Maurizio Zoppi
Scrivo, parlo, respiro... ma non sempre in quest’ordine
Dividere la carriera dei magistrati non è un atto ostile, né una vendetta mascherata da riforma. È, prima di tutto, un gesto di rispetto. Rispetto verso chi entra in un’aula di giustizia con il peso di un’accusa sulle spalle e spesso ne esce anni dopo con una assoluzione in tasca e il vuoto intorno. Senza applausi. Senza scuse. Senza restituzione del tempo perduto.
Al Palazzo di Giustizia non abitano santi, né divinità. Abitano uomini e donne in carne e ossa, con pregi e difetti, sensibilità, convinzioni, ambizioni. Esattamente come tutti noi. Pensare che l’essere magistrati renda immuni dall’errore è una forma di superstizione laica, non molto diversa dalla fede cieca. E la giustizia, per essere tale, non può basarsi sulla fede, ma sull’equilibrio dei poteri e sulla trasparenza dei ruoli.

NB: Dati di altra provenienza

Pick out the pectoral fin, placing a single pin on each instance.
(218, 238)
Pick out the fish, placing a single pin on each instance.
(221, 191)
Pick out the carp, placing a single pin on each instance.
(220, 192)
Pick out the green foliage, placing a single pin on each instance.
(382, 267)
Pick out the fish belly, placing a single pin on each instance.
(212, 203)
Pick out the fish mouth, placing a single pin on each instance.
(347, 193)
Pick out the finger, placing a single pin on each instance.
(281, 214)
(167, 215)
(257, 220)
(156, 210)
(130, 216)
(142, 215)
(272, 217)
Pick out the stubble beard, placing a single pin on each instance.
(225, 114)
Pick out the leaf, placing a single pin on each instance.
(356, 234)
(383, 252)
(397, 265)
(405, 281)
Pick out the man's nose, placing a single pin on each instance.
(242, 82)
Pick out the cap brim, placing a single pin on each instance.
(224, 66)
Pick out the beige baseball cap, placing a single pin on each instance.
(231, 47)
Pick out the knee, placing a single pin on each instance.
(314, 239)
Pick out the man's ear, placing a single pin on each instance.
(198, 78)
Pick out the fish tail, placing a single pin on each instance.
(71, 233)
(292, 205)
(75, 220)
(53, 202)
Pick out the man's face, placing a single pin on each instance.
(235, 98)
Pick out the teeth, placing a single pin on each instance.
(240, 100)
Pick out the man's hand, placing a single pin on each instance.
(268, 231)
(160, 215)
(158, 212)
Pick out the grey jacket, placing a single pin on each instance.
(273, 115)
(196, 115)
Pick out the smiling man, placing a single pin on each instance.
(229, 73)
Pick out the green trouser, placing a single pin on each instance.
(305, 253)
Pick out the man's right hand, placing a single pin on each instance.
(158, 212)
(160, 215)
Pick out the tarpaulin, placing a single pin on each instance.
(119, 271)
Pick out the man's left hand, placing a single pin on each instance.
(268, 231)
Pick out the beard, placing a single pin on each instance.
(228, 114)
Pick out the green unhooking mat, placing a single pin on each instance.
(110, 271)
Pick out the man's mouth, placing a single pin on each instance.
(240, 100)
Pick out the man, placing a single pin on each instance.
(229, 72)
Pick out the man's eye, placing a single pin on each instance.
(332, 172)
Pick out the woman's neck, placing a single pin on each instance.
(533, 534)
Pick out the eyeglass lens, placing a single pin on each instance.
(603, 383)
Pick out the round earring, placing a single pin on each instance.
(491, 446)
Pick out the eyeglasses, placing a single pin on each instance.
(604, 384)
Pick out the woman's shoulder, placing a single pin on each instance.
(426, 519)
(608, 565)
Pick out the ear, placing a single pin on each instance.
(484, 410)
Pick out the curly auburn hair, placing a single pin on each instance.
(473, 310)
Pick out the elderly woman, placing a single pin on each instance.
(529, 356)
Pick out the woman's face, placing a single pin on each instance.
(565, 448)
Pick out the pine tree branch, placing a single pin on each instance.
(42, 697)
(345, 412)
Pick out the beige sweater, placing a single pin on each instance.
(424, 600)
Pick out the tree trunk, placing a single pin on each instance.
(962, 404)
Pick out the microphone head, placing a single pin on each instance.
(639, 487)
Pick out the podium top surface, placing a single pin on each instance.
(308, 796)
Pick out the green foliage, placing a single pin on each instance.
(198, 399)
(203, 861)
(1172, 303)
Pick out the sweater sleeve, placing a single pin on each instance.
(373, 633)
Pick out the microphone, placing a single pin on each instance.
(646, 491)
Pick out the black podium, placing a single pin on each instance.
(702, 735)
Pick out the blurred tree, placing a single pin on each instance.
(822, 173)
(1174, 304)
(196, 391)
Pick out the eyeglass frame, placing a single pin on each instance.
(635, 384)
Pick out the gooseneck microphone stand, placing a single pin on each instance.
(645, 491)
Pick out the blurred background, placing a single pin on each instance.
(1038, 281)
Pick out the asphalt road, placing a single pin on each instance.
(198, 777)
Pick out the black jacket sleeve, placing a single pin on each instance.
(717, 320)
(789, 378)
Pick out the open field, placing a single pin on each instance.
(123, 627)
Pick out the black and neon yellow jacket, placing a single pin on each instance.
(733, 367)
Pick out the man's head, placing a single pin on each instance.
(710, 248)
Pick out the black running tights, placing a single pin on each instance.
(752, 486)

Chi riduce la separazione delle carriere a una battaglia politica sbaglia bersaglio. Qui non si tratta di destra o sinistra, di garantisti contro giustizialisti, di tifoserie urlanti. Qui si parla di persone processate. Di vite sospese. Di dieci anni passati a difendersi da un’accusa che “non sussiste”, formula asettica dietro cui spesso si nasconde una devastazione silenziosa: reputazione distrutta, lavoro perso, relazioni incrinate. E alla fine, quando arriva l’assoluzione, non arriva nemmeno una parola in più. Nessun “abbiamo sbagliato”. Nessun “ci dispiace”.
Separare le carriere significa chiarire i ruoli, non delegittimare la magistratura. Significa evitare che chi accusa e chi giudica condividano lo stesso percorso, la stessa cultura professionale, lo stesso orizzonte. Significa rafforzare l’imparzialità, non indebolirla. Perché un giudice deve essere, e apparire, terzo. Sempre. Anche agli occhi di chi è imputato.
La vera giustizia non teme le riforme. Le riforme le accetta, se servono a rendere il sistema più umano, più giusto, più credibile. Chi ha conosciuto la giustizia “sulla propria pelle” lo sa: il problema non è punire i colpevoli, ma non distruggere gli innocenti lungo il cammino.
Dividere le carriere non è una resa dello Stato. È un atto di maturità. È dire, finalmente, che il potere va controllato, sempre. Anche – e soprattutto – quando indossa una toga.